Para darme
ánimos ponía el Himno a la Alegría y caminaba el largo pasillo de casa de
estudiantes, girando a la izquierda seguían las largas tres cuadras, yo hacía
tres más por la vereda de flores celeste raro, daban paz. Llegaban a mis
olfativas los tilos perfumantes. El reloj de la diagonal, tan diputeado por el
Colegio San José, daba que faltaban tres minutos para la clase del Profe Aquino. ¿Cuál era su
Filósofo predilecto de las tres horas? “Santo Tomás de Aquino”, todos los
forros le llenaban la clase como si fueran tomistas. Al llegar a la esquina de
la que no faculta, más bien dificulta, frenaba con mi suela derecha y me
detenía.
Había una fuerza
que exigía a mi cuerpo cambiar el rumbo hacia el Bar Astro. Estaba ella en
línea recta a mi mesa, dos más allá, siempre a la misma hora, leía hasta el
atardecer, menos sábados y domingos, me preocupaban esos dos días, los odiaba,
los hubiera borrado del calendario. Debía ser el único que amaba los lunes ¡Ah
los lunes!

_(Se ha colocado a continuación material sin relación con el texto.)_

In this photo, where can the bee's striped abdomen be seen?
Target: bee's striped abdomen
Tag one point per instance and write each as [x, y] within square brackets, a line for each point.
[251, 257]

Ella caminaba con sus jeans de patas largas que le hacían un culito
glorioso y las remeritas que insinuaban tetitas menudas, mejor, las tetas
grandes me parecen ordinarias. Un pelo rubio, sin teñir, le tapaba la cara,
dejando ver una nariz respingona y una boca para comerte mejor. Llevaba una
trenza que incitaba a deshacerla o formar parte de ella. Según la tarde. Leía
con ganas y tenía otro pilón de libros durmiendo al lado de sus larguísimos
brazos.
—¿Por qué no te
la levantás? Acepta seguro, animate.-Dijo Juan, el mozo, ex compañero del
Nacional-.
Una tarde de
primavera, ella estaba ya metida en un libraco. Juan me guiñó un ojo. No quise
parecer un cobarde y nadé hasta su mesa, me senté enfrente suyo, pregunté el
obvio, estúpido:
—¿Cómo te llamás?
Se quitó los
anteojos y me miró con ambición.
—Yo soy José Pablo y vos ya sé, por Juan.
Tenía una voz
más grave que la mía.
Me levanté de
inmediato, salté el mostrador e incrusté la cabeza de Juan en el espejo.